Auto-discovery in every page
Every public page on your blog declares its feeds in the HTML head. Paste your blog URL into NetNewsWire, Reeder, Feedly, Inoreader, or any halfway-decent reader and it finds the feed without you having to copy-paste a URL. The way it was always supposed to work.
Per-tag feeds
Every tag gets its own feed in all three formats. A reader who only cares about your photography posts can subscribe to just that tag and ignore the rest. Useful when one blog covers a lot of ground.
OPML export
Export your blogs as OPML so readers can subscribe to all of them at once. There's also a per-blog OPML for the cases where someone wants a structured list of just one blog's feeds. Standard format, works in every reader that supports OPML — which is essentially all of them.

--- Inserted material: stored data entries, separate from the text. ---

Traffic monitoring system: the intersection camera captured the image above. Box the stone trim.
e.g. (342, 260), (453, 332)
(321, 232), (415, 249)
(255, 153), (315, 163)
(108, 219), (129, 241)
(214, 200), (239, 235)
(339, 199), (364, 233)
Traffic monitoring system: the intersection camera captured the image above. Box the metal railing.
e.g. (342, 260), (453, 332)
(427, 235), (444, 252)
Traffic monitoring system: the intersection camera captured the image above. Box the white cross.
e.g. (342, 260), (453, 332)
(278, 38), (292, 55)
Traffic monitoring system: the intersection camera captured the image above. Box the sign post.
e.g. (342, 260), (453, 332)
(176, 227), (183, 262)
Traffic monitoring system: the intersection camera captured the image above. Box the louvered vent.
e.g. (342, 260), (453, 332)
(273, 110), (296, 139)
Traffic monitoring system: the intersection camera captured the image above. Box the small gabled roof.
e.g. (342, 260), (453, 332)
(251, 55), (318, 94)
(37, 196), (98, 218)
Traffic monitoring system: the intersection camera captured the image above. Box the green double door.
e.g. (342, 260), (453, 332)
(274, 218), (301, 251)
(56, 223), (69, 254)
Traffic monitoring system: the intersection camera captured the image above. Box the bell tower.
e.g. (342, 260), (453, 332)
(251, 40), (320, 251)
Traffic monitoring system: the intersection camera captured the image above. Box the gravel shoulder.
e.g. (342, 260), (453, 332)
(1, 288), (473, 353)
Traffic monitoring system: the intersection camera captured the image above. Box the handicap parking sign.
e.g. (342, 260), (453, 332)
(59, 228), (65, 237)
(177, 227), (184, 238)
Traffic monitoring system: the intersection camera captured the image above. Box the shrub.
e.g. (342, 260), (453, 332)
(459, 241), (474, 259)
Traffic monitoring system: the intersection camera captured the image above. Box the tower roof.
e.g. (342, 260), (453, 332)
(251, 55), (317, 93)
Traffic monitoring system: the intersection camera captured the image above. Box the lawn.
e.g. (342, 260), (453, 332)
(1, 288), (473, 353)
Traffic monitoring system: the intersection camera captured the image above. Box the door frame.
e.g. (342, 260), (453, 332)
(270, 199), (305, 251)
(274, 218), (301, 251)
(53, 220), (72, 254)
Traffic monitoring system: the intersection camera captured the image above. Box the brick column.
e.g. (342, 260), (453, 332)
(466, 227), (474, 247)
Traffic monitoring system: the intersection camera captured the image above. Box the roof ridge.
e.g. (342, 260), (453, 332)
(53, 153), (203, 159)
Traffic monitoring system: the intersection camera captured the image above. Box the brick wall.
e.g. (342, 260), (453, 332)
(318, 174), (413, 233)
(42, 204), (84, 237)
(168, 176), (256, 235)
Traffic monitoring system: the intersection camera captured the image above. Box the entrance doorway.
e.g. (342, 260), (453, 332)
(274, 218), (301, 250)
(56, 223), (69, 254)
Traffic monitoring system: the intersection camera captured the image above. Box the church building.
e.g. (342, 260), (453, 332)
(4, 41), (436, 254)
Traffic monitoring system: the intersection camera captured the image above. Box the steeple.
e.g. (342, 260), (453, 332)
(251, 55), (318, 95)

Real-time push with WebSub
Pen to Kami announces new posts to WebSub-compatible readers the moment you publish, so subscribers see your post seconds later instead of waiting for the next polling cycle. Slow readers still poll the feed normally; fast readers get the push. Either way you don't configure anything.
A /follow page on every blog
Each blog has a dedicated page that lists every way to follow it — RSS, Atom, JSON, Mastodon, anywhere else you've plugged in. Readers who don't already know what RSS is get a one-click way to subscribe in their reader of choice. No more "how do I follow this?" guessing.
Legacy URL redirects
/rss.xml and /atom.xml — the URLs people remember from a decade ago — redirect to your real feeds. So when someone tries the old conventional path on instinct, it just works.
No analytics on feed reads
Your feed isn't a tracking beacon. There's no per-subscriber pixel, no UTM rewriting, no read-receipt counting. The whole point of RSS is that it's a quiet, durable stream that doesn't spy on the people reading it. That's preserved here.